Oh yes, the NFL failed to keep a basic weekly schedule due to COVID-19 outbreaks. An AC Milan match legitimately might have led directly to Italy’s COVID-19 nightmare. And who could forget the MLB’s royal fuck up concerning a player WITH COVID-19 PLAYING A WORLD SERIES GAME?
Wait, you forgot that one? It’s been that kind of year.
I could go on (and on… and onnnnnn) about all the bad stuff that happened, but I’'m sick of the bad stuff. I want to talk about good stuff. You and I both know the world isn’t all sunshine and rainbows. But that’s why we watch sports, isn’t it? We watch to find moments that bring pure joy and excitement and sometimes even justice to a world often lacking in all three. So let’s take one last look back at the big and small events that made our lives a little more tolerable, if only for a moment.
Sarah Fuller Makes History:
She wasn’t the first female player in college football. That honor goes to Liz Heaston, who booted two extra points for NAIA Willamette in 1997. But Sarah Fuller was the first player to suit up for a major college conference, playing for Vanderbilt. A woman playing SEC football, even at perennial doormat Vandy, is a watershed moment for the game. In a season where the week to week news revolved around which teams couldn’t play due to COVID-19 outbreaks, having a must-see moment was vital for the sport.
People from around the nation locked their eyes onto a blowout for a chance to see Fuller make history. Why else would anyone substrate themselves to a Vanderbilt game? Then we all tuned in to watch her make more history with a successful PAT the following week. Who knows what the future holds for the senior goalkeeper after graduation, but she’ll forever have the love of young women across the country, and a place in the history books, to boot. Fuller would be quick to tell you that the former is a lot more important than the latter.
I’m Forever Playing In Bubbles:
It turns out when people stay in one place and practice responsible social distancing… they don’t spread coronavirus. IF ONLY WE HAD BEEN TOLD THIS SOONER.
The NBA’s Disney World bubble, the excellently named WNBA “Wubble” and the NHL’s extended Summer camp in Canada (without their Canadian girlfriends) were all terrific successes in proving that sports could be played safely and at a very entertaining level amidst the pandemic. In fact, the incredible levels of success seen in the various bubbles makes later decisions by leagues to abandon or flat out ignore this model in favor of travel seasons even more galling. I guess it makes sense though that these leagues would eventually sacrifice future safety for potential profits since they weren’t brave enough to test the bubble in the first place.
You can thank America’s soccer leagues for taking the plunge first. The NWSL led the way with Major League Soccer following soon after. Though each league had at least one team banned from their bubble tournaments due to outbreaks before play, once “sealed off” the two leagues combined for a whopping zero true positive tests.
So remember the halcyon days of the bubble when you get the news that half your favorite team’s roster is suddenly out with the ‘Rona. It can be better because it was better.
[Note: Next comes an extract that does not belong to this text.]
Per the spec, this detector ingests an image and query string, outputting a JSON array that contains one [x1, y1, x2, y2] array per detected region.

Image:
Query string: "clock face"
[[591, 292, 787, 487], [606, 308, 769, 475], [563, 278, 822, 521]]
World Series Game 4: The Stumbleoff
Before the complete fiasco that was COVID-positive Justin Turner playing in, getting pulled from, and then returning to celebrate sans mask after the Dodgers Game 6 victory, there was a moment so bananas, so utterly dumb, so completely exhilarating that it only could be created by America’s Most Boring Sport ™
Let’s rewind to Game 4 of the World Series. The first eight innings had been completely unremarkable baseball. The final inning would prove to be the opposite. Down 7-6 in the bottom of the inning, the Tampa Bay Rays managed to get two runners on base but were down to their final out. Up strode leftie Brett Phillips, who had been batting under .200 on the entire season. Not exactly Teddy Fucking Ballgame at the plate. The video below chronicles the ensuing madness and is by far the best five minutes of the season.
Did you get all that? There’s no way you got all that. Watch it again.
Welcome back. You saw the single? And the booted ball by the centerfielder? And the throw to the plate that got spin cycled? And you saw the winning run stumble kilt-over-kielbasa rounding third? Oh, you missed that bit? Go watch it one more time. It's after the airplane celebration. You know what, just keep watching it until you’ve memorized it.
The Joe Buck call. The limited fans inside Arlington’s shiny new tax blackhole losing their minds. The complete bafflement from both teams as victory slipped away again and again at a whim. It was such a relief to hop onto Twitter for one night not because my mind was blown by the latest insane thing our idiot president did, but because my mind was blown by the ending of a ballgame. More of that in 2021, please.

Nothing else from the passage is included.